In einer sich ständig verändernden Welt und sich verändernden Märkten braucht das
Unternehmen aus Sicht des Evolutionsmanagements die folgenden grundlegenden Fähigkeiten:
႑Anpassungsfähigkeit: Es muss in der Lage sein, sich schnell an veränderte
Umfeldbedingungen anzupassen. Nicht Größe oder dauernde hohe Geschwindigkeit
sind die Erfolgsfaktoren. Dies hat das Beispiel Daimler-Chrysler gezeigt, als der geplante „Weltkonzern“ die Existenz des Unternehmens gefährdete. Es sind die Fähigkeit
zur Voraussicht und die adäquate Anpassung, die das Überleben sichern.
႑Innovationskompetenz: Leben erfordert die Fähigkeit, Strukturen, Produkte und Prozesse ständig weiterzuentwickeln. Je stärker der Wettbewerb, je stärker der Wunsch
nach einem angenehmen Leben, umso höher ist die Notwendigkeit, die eigene Arbeit
zu optimieren und Neues zu erfinden. In einem weltweit verschärften Wettbewerb
kann die deutsche Wirtschaft mit ihren vergleichsweise hohen Löhnen nur bestehen,
wenn sie mit ihren Innovationen immer ein Stück voraus ist.
႑Symbiosefähigkeit: Komplexitätsentwicklung in der Evolution ist oft über neue For-
men der Symbiose und Kooperation entstanden. Komplexe Produkte und Dienstleistungen erfordern eine hohe Kooperationskompetenz. Große technologische Weiterentwicklungen können heute immer seltener von einem Unternehmen allein geschaffen
werden, wie das Beispiel der Kooperationen bei der Weiterentwicklung von Autobatterien zeigt, wo nicht mehr einzelne Unternehmen, sondern Forschungszusammenschlüsse mehrerer Unternehmen konkurrieren. Daimler arbeitet mit den Chinesen von
BYD (Build your dreams) zusammen, Volkswagen mit Varta.
႑Konkurrenzkompetenz: Das Unternehmen muss in der Lage sein, sich im Wettbewerb
gegenüber Konkurrenten zu schützen und kraftvoll im positiven Sinne konkurrieren
zu können.
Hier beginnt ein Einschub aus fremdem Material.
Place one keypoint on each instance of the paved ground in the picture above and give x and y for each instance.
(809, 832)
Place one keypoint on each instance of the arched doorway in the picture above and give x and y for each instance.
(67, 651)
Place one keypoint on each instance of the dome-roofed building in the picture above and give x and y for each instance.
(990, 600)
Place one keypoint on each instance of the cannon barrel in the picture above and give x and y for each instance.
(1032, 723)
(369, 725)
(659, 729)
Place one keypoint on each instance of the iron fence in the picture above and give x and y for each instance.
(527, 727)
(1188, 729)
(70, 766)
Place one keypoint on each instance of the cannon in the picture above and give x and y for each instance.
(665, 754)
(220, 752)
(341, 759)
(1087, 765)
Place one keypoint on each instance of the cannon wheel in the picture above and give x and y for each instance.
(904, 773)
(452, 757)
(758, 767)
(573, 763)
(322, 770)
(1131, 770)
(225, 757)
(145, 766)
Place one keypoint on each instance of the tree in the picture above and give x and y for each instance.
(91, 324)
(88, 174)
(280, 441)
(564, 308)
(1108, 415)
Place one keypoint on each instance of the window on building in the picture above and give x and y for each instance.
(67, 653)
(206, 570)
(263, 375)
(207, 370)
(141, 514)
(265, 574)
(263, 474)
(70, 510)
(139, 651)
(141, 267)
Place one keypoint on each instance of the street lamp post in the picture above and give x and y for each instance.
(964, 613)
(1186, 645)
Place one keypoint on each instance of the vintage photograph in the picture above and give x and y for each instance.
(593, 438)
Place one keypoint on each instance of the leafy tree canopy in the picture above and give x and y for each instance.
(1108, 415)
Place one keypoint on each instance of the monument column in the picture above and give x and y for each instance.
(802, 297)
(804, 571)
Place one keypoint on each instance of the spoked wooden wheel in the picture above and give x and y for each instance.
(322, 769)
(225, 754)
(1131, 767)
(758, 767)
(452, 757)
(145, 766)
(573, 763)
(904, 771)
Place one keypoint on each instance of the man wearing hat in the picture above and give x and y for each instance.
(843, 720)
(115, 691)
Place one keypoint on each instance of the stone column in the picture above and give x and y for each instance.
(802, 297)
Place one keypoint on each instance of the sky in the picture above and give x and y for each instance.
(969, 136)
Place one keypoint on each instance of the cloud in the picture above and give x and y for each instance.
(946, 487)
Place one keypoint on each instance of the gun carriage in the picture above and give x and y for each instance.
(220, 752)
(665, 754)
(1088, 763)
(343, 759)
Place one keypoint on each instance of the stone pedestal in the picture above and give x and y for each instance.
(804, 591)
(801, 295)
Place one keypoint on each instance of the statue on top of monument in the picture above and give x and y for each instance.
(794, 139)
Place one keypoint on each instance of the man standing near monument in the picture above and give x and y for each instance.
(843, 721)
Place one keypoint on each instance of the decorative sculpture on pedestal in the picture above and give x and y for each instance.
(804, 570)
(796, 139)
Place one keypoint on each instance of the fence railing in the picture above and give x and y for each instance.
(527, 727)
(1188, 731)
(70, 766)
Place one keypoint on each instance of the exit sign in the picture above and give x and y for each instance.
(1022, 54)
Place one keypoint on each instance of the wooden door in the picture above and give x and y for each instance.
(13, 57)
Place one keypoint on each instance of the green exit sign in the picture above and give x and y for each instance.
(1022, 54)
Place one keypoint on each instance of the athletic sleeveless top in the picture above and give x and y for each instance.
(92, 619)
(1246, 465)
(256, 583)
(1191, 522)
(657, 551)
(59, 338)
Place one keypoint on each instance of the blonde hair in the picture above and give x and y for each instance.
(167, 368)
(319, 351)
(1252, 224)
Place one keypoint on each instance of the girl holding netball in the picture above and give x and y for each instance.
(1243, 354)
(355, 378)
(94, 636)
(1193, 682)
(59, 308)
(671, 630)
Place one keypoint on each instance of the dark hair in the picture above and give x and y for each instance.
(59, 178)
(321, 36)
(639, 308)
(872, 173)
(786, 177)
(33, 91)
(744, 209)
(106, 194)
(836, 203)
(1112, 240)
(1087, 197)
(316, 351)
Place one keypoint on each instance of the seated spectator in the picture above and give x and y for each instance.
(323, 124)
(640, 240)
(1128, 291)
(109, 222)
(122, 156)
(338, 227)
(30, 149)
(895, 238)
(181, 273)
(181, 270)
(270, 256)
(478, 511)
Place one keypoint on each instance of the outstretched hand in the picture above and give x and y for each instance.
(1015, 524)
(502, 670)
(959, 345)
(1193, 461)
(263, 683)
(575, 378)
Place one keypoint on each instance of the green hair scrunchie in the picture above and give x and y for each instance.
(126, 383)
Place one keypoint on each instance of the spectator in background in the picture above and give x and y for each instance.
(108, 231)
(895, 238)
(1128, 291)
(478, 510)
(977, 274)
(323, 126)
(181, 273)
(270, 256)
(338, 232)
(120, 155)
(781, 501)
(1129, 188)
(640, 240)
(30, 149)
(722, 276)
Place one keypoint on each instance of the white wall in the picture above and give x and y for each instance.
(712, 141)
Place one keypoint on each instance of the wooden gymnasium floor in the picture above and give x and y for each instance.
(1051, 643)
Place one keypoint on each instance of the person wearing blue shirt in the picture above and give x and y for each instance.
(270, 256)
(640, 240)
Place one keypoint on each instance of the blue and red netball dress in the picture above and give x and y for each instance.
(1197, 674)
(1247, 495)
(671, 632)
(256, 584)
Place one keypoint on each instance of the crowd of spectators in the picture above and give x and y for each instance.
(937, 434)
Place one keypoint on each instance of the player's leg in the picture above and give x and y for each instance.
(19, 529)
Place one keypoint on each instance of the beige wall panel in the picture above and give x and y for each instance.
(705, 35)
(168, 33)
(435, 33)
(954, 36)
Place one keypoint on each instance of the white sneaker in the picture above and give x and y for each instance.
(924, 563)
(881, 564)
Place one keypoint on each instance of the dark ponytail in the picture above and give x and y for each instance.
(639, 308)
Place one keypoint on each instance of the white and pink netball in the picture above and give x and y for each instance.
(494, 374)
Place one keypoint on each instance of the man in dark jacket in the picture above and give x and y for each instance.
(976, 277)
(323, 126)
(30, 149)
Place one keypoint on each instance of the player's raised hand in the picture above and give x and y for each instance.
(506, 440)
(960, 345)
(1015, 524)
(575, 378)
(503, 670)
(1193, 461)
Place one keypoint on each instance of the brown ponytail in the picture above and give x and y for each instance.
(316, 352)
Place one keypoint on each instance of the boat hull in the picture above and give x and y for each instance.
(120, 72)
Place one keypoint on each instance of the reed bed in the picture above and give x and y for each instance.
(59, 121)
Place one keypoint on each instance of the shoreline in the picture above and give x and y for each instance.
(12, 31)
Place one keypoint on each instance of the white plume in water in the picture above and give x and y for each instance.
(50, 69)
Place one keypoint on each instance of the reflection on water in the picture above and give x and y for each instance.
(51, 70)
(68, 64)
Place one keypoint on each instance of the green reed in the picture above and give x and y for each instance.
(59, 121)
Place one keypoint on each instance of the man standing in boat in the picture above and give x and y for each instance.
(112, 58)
Eine sinnvolle evolutionäre Weiterentwicklung könnte in der Erarbeitung
eines Konkurrenzkodexes liegen, der Formen der Konkurrenz entwickelt, die den
Konkurrenten nicht vernichten wollen, sondern die gemeinsame Weiterexistenz im Fokus haben.
႑Ressourcenkompetenz: Das Unternehmen muss mit den für seine Arbeit notwendigen
Ressourcen effektiv und sparsam umgehen können. Die Klimaveränderungen fordern
einen anderen Umgang mit den natürlichen Ressourcen. Wir sehen jetzt schon deutlich,
wie die Autofirmen, die mehr ressourcensparende Modelle im Angebot haben, ihren
Wettbewerbern gegenüber besser dastehen. Die Unternehmen, die diesen Wandel
schnell umsetzen, werden langfristig erfolgreich sein.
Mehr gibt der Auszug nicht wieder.